For now, the easy approach, of course, is to use docker for the build, but that feels too heavy just for ensuring the same dir. Spoofing directory with LD_PRELOAD hacks or using `chroot` approach also have obvious drawbacks – the need of C toolchain and root access, respectively.
For a quick recap, every Go package or binary is stamped with buildid value, which is essentially a 4 hash value:
actionID(binary)/actionID(main.a)/contentID(main.a)/contentID(binary)
where:
- actionID means a unique identifier of the inputs (sources, file names, go version, etc)

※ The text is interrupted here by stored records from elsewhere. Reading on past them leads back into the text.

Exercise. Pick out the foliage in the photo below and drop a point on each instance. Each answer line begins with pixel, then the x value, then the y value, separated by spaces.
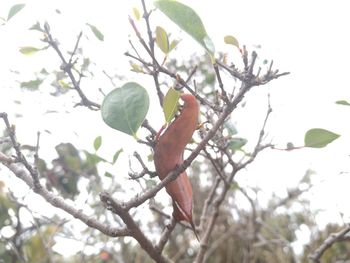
pixel 255 233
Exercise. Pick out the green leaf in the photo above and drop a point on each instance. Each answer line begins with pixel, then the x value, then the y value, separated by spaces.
pixel 32 84
pixel 116 155
pixel 319 138
pixel 188 20
pixel 171 104
pixel 63 84
pixel 343 102
pixel 162 39
pixel 29 50
pixel 96 32
pixel 125 108
pixel 14 10
pixel 97 143
pixel 136 68
pixel 136 13
pixel 93 159
pixel 236 144
pixel 231 41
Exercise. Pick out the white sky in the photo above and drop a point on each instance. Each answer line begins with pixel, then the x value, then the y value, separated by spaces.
pixel 308 38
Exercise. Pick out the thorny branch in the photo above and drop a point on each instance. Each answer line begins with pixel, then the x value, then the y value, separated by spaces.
pixel 67 68
pixel 215 198
pixel 332 239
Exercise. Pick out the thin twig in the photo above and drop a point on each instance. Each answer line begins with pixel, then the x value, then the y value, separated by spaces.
pixel 333 238
pixel 67 67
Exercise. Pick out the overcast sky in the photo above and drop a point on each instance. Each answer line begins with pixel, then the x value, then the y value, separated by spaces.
pixel 308 38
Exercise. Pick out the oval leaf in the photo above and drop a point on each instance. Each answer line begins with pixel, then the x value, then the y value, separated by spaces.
pixel 97 143
pixel 125 108
pixel 343 102
pixel 236 143
pixel 96 32
pixel 116 155
pixel 231 41
pixel 188 20
pixel 318 138
pixel 171 104
pixel 173 44
pixel 14 10
pixel 162 39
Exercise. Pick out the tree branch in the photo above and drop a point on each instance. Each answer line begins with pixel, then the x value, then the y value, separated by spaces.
pixel 333 238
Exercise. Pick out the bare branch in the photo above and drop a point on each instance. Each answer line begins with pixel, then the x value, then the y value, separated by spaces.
pixel 67 67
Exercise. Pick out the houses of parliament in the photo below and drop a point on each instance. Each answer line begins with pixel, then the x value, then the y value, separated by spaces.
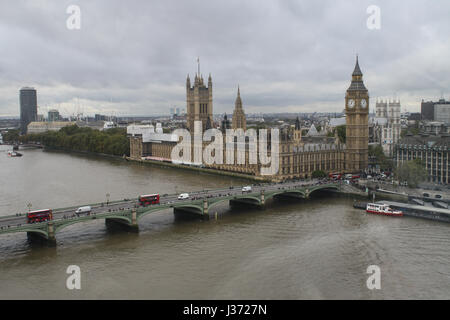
pixel 299 156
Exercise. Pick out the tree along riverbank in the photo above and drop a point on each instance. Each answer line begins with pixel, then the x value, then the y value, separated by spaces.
pixel 73 138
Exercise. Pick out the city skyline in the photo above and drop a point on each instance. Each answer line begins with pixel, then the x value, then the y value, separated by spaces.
pixel 286 57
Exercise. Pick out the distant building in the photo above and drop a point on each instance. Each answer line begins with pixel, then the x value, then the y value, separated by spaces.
pixel 41 127
pixel 53 115
pixel 99 117
pixel 386 124
pixel 299 157
pixel 199 102
pixel 28 108
pixel 442 112
pixel 238 120
pixel 432 150
pixel 434 127
pixel 436 111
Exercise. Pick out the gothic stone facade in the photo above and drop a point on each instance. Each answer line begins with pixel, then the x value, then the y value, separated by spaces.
pixel 298 157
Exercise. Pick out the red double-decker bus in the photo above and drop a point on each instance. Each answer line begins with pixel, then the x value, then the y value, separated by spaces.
pixel 39 216
pixel 147 199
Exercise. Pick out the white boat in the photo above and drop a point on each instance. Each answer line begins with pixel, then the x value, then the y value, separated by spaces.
pixel 382 209
pixel 14 154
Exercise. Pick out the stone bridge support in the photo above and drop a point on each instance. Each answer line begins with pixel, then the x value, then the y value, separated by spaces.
pixel 49 239
pixel 196 211
pixel 123 224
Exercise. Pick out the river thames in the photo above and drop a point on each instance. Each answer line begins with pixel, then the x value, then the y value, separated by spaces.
pixel 307 249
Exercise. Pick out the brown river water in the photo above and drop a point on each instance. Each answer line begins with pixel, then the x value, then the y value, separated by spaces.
pixel 298 249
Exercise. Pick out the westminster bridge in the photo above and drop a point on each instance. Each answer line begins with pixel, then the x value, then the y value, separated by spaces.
pixel 127 213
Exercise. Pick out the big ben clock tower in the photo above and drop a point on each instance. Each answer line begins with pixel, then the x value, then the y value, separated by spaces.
pixel 357 121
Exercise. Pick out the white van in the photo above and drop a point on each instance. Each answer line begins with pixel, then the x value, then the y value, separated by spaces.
pixel 86 209
pixel 183 196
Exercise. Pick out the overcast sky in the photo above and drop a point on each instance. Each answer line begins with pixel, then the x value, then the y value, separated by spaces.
pixel 132 57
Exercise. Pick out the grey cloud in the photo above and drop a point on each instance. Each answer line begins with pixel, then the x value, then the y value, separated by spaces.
pixel 132 57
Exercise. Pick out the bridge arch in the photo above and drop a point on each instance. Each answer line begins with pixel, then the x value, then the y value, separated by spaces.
pixel 140 215
pixel 322 188
pixel 254 199
pixel 31 230
pixel 280 192
pixel 63 224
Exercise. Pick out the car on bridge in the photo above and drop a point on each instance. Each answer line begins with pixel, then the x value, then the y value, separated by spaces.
pixel 85 209
pixel 183 196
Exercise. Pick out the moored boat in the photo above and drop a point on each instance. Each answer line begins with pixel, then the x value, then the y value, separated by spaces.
pixel 383 209
pixel 14 154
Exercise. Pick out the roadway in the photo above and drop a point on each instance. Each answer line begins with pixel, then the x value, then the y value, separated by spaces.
pixel 128 204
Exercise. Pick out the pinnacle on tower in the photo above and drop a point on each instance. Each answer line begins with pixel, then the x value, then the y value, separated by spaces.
pixel 357 71
pixel 238 102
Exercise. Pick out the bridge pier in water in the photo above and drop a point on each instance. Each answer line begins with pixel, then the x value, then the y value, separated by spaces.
pixel 124 224
pixel 249 202
pixel 193 211
pixel 48 239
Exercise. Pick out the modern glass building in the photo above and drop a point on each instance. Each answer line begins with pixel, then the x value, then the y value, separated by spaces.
pixel 28 107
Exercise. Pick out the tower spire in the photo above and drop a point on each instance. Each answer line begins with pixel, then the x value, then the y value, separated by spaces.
pixel 357 70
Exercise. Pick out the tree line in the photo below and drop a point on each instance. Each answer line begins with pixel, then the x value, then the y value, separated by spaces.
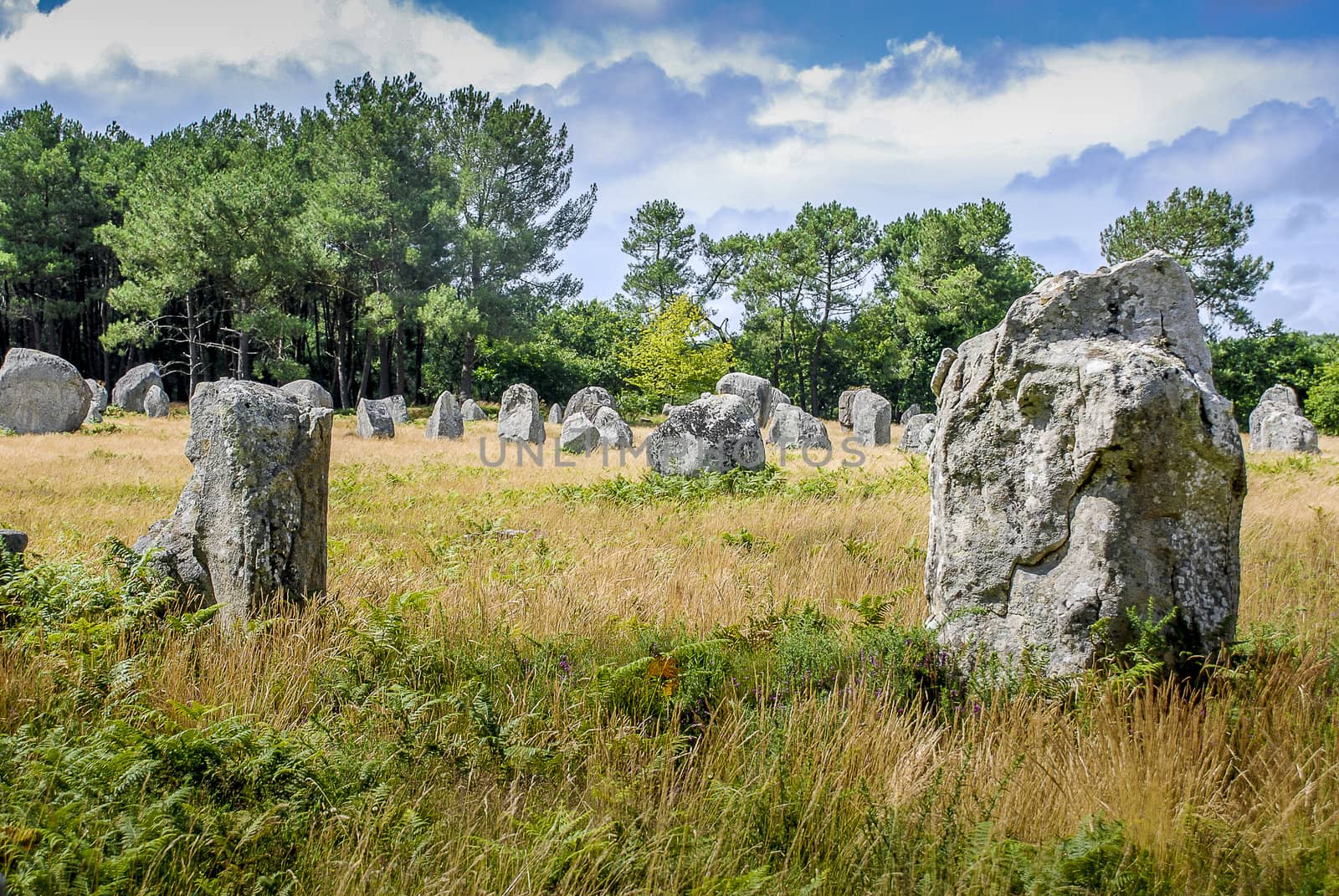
pixel 399 241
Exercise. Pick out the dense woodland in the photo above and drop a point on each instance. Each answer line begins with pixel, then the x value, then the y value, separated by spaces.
pixel 401 241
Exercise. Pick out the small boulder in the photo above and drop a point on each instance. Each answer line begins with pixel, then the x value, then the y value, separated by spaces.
pixel 793 428
pixel 445 422
pixel 470 410
pixel 716 434
pixel 756 390
pixel 588 401
pixel 249 528
pixel 13 541
pixel 131 390
pixel 374 419
pixel 870 418
pixel 519 416
pixel 156 402
pixel 1278 423
pixel 42 392
pixel 917 434
pixel 312 392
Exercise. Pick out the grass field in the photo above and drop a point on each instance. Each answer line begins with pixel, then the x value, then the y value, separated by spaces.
pixel 548 679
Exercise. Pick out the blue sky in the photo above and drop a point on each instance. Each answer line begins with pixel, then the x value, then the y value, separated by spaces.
pixel 1068 113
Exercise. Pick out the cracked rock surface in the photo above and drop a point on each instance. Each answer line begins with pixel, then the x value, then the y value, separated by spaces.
pixel 1085 463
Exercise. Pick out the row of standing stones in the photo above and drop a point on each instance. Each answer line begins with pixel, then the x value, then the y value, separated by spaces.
pixel 1081 465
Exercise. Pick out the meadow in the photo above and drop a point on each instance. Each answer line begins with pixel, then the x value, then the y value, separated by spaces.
pixel 579 679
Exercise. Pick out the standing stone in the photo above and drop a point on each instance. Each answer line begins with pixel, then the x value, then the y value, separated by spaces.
pixel 399 410
pixel 870 418
pixel 445 422
pixel 374 419
pixel 588 401
pixel 613 432
pixel 579 434
pixel 131 390
pixel 844 409
pixel 249 528
pixel 98 403
pixel 42 392
pixel 156 402
pixel 794 428
pixel 756 390
pixel 711 434
pixel 519 416
pixel 13 541
pixel 1278 423
pixel 312 392
pixel 917 434
pixel 1086 466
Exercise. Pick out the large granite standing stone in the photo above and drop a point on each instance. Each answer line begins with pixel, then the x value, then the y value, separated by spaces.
pixel 1278 423
pixel 579 434
pixel 917 434
pixel 445 422
pixel 312 392
pixel 374 419
pixel 870 418
pixel 613 432
pixel 42 392
pixel 519 416
pixel 131 390
pixel 156 402
pixel 716 434
pixel 1085 466
pixel 588 401
pixel 249 528
pixel 756 390
pixel 844 409
pixel 98 403
pixel 793 428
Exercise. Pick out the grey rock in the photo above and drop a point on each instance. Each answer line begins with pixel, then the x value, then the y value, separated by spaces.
pixel 519 416
pixel 42 392
pixel 312 392
pixel 131 390
pixel 844 409
pixel 249 528
pixel 156 401
pixel 613 432
pixel 374 419
pixel 870 418
pixel 756 390
pixel 98 403
pixel 793 428
pixel 1085 465
pixel 445 421
pixel 716 434
pixel 917 434
pixel 588 401
pixel 579 434
pixel 1278 423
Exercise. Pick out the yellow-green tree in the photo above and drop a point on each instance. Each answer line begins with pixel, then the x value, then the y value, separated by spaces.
pixel 674 358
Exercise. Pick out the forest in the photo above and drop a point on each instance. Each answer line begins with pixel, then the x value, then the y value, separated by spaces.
pixel 397 241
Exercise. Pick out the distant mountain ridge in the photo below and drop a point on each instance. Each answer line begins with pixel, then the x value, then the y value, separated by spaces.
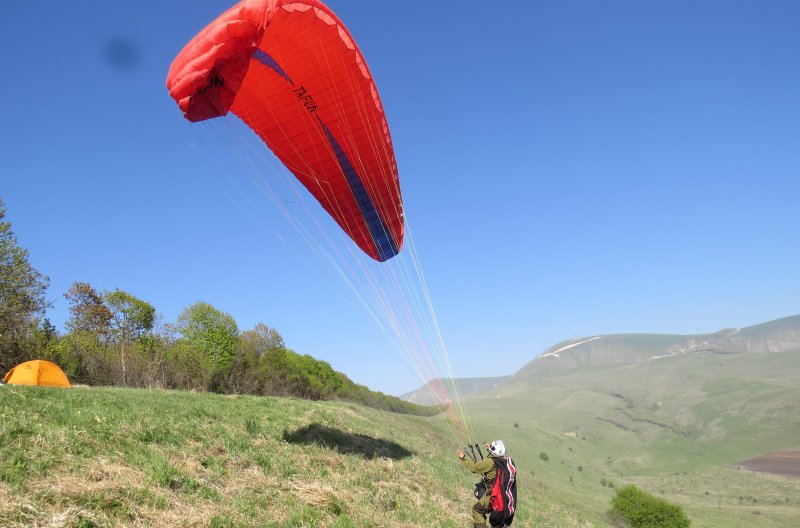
pixel 781 335
pixel 466 386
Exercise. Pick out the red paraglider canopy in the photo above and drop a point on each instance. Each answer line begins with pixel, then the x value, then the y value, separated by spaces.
pixel 292 72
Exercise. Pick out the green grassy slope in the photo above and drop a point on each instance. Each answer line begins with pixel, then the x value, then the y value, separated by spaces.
pixel 673 426
pixel 127 457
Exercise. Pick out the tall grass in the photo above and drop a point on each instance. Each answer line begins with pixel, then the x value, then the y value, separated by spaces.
pixel 103 457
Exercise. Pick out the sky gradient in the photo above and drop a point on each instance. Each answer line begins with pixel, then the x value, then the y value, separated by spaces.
pixel 569 168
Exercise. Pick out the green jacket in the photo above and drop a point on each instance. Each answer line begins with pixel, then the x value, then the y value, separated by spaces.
pixel 485 466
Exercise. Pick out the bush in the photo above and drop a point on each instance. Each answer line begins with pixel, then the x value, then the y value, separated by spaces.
pixel 642 510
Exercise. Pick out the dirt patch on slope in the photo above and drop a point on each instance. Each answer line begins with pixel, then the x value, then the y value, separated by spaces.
pixel 785 463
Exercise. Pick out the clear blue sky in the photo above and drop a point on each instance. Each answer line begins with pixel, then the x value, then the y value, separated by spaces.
pixel 569 168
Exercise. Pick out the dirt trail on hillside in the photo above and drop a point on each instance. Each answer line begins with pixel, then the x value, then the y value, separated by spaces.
pixel 785 463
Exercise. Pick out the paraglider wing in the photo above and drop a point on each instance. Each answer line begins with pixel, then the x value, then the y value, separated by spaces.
pixel 292 72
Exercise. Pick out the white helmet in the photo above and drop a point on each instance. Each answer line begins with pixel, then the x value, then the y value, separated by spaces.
pixel 497 448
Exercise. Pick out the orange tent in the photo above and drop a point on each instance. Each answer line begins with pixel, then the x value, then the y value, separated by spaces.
pixel 37 372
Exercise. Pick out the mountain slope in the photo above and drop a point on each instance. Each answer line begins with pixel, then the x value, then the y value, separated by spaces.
pixel 619 349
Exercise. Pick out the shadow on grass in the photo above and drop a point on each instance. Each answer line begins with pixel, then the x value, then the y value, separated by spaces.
pixel 348 443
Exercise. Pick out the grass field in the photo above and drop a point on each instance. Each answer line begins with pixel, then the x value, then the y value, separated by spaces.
pixel 125 457
pixel 675 429
pixel 107 457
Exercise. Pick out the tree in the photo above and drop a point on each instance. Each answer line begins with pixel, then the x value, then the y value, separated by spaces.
pixel 22 294
pixel 261 339
pixel 131 319
pixel 212 332
pixel 88 310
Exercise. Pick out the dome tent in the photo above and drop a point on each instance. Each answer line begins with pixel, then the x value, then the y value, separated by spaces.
pixel 37 372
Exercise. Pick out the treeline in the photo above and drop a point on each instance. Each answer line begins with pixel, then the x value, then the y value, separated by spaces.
pixel 115 338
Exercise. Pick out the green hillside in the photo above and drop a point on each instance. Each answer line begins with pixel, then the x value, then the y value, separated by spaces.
pixel 105 457
pixel 674 426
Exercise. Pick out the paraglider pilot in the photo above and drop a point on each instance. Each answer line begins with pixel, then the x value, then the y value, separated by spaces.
pixel 497 491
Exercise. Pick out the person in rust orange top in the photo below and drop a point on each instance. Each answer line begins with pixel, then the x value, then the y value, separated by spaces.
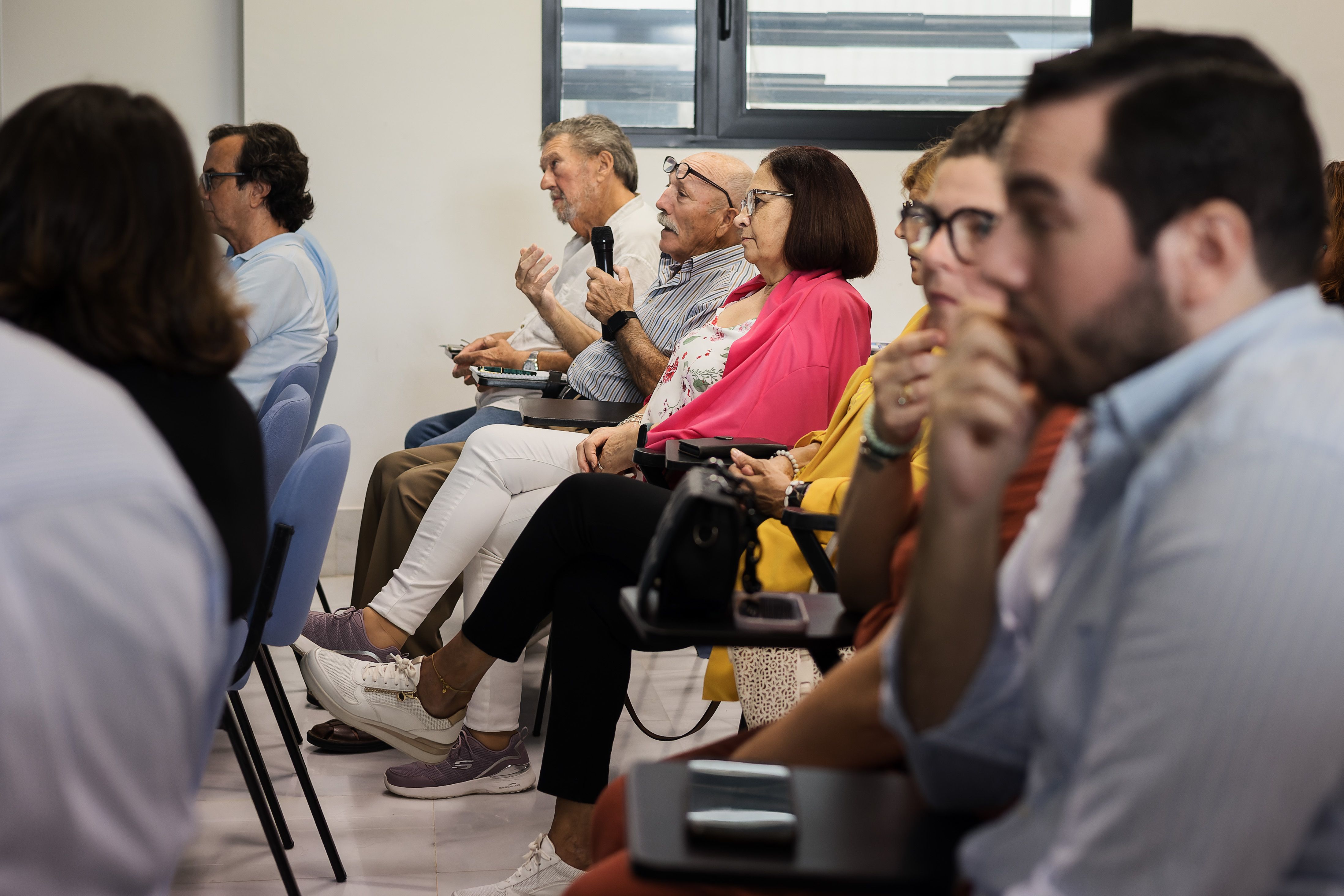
pixel 838 726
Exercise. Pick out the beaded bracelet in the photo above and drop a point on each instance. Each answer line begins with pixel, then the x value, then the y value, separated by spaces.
pixel 880 447
pixel 792 460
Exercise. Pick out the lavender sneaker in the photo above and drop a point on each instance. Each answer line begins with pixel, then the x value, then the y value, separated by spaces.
pixel 342 632
pixel 470 769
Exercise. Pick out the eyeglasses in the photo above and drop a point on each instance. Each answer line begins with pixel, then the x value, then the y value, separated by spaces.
pixel 967 229
pixel 682 170
pixel 207 179
pixel 750 202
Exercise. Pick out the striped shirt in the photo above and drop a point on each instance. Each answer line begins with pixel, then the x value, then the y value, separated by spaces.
pixel 682 299
pixel 1174 707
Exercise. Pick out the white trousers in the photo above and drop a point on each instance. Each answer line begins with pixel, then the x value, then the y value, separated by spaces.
pixel 502 478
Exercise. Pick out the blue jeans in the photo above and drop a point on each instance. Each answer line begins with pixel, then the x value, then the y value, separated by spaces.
pixel 456 426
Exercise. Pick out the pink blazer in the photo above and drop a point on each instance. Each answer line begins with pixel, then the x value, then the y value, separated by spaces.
pixel 787 374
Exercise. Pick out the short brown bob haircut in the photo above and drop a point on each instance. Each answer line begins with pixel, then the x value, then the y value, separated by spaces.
pixel 104 246
pixel 832 225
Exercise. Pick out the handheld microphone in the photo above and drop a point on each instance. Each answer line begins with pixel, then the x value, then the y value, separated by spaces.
pixel 603 249
pixel 604 245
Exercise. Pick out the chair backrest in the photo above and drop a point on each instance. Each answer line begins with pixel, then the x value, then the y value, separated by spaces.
pixel 324 374
pixel 307 502
pixel 283 434
pixel 303 375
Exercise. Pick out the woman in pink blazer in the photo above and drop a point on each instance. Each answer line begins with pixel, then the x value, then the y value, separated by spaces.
pixel 772 363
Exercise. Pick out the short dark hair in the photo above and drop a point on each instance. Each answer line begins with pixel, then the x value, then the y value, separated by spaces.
pixel 982 133
pixel 832 225
pixel 1202 117
pixel 1332 275
pixel 271 155
pixel 1123 56
pixel 104 248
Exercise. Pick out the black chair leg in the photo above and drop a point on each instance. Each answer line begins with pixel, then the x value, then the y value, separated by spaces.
pixel 541 696
pixel 269 663
pixel 280 706
pixel 287 875
pixel 260 765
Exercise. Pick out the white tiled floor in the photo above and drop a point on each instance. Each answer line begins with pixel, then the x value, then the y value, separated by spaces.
pixel 394 846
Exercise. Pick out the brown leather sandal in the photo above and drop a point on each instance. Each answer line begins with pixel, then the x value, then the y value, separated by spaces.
pixel 337 737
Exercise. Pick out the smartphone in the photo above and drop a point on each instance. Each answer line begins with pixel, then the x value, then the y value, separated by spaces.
pixel 741 802
pixel 771 612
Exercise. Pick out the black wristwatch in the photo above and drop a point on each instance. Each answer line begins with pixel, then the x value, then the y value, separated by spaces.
pixel 615 323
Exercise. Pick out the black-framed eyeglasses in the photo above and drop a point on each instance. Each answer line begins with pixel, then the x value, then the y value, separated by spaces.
pixel 682 170
pixel 207 178
pixel 750 201
pixel 967 229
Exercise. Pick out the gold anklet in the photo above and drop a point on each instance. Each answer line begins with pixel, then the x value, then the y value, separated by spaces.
pixel 447 687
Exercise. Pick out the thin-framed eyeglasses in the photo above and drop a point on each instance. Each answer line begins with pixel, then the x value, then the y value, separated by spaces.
pixel 750 201
pixel 682 170
pixel 967 229
pixel 207 178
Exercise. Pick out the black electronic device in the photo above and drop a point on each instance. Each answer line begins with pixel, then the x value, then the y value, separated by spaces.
pixel 771 612
pixel 741 802
pixel 721 447
pixel 604 249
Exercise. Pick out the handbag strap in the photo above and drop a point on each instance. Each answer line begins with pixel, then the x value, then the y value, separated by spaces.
pixel 705 720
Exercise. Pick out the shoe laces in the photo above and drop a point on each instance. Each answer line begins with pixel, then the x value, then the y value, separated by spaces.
pixel 398 674
pixel 537 853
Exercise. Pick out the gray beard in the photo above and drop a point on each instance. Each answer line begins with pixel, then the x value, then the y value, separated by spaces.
pixel 1134 331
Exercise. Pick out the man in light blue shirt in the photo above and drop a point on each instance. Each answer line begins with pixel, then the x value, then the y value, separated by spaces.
pixel 1170 710
pixel 331 289
pixel 255 193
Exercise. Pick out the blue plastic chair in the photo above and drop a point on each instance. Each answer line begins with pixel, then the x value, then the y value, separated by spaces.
pixel 303 375
pixel 306 503
pixel 283 436
pixel 324 374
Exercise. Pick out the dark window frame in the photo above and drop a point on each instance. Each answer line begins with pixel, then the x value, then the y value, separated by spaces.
pixel 721 113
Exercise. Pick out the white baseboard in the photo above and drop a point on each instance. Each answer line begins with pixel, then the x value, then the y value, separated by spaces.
pixel 341 550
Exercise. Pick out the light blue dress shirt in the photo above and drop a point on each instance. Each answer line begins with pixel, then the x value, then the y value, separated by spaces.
pixel 1177 706
pixel 331 289
pixel 287 323
pixel 103 541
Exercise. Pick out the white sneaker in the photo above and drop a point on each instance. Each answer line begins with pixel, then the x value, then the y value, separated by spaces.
pixel 542 874
pixel 381 699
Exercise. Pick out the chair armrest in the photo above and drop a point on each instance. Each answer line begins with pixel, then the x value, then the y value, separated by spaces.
pixel 796 519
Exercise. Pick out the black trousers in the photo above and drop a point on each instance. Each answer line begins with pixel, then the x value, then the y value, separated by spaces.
pixel 583 546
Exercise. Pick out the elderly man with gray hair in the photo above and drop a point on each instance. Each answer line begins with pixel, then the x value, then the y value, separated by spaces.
pixel 467 527
pixel 589 169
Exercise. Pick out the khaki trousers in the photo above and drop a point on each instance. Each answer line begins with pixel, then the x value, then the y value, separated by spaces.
pixel 400 491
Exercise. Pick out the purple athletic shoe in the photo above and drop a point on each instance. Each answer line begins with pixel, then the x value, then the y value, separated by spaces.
pixel 470 769
pixel 342 632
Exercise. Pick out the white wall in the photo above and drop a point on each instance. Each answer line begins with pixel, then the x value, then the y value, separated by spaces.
pixel 183 52
pixel 421 119
pixel 1301 35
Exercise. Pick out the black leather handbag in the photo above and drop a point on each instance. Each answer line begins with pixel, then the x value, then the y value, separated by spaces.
pixel 693 561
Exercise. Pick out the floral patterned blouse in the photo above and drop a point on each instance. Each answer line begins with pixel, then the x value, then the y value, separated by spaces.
pixel 697 365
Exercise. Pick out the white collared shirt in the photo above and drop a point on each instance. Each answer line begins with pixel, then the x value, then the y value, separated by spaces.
pixel 636 233
pixel 103 539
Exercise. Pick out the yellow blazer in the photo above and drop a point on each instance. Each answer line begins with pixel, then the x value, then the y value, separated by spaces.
pixel 783 567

- contentID means a unique identifier of the outputs (actual content output by compiler/linker)
So my thought went in the following direction – I don't care if the actionID (inputs) is different, but do care if contentID (outputs) are different.
If contentID is equal, I can just rewrite actionID with "expected" one and get the same binary byte-by-byte. This can be fully automated in Makefile or script. So the steps for the reproducible build are the following:
- build binary - `go build -ldflags "-s -w" -asmflags=-trimpath="$(pwd)" -gcflags=-trimpath="$(pwd)"`
- extract buildid - `go tool buildid myapp`
- compare buildid's contentID values to known ones - `diff <(go tool buildid ./myapp | cut -d'/' -f3) <(cat release.buildid.txt | cut -d'/' -f3)`
- if they're equal, assume that build is the same, and just rewrite the buildid value inside the binary - `objcopy --update-section .note.go.buildid=release.buildid.bin ./myapp` for ELF
In my tests that result in byte-by-byte equal binaries.
I have two concerns with this approach:
1) I might be missing some corner cases, especially with hacking binaries of different formats. What perils of patching binary can be here?
Any thoughts on that? What else am I missing? Would this be a viable workaround for having reproducible build until #5587 is solved?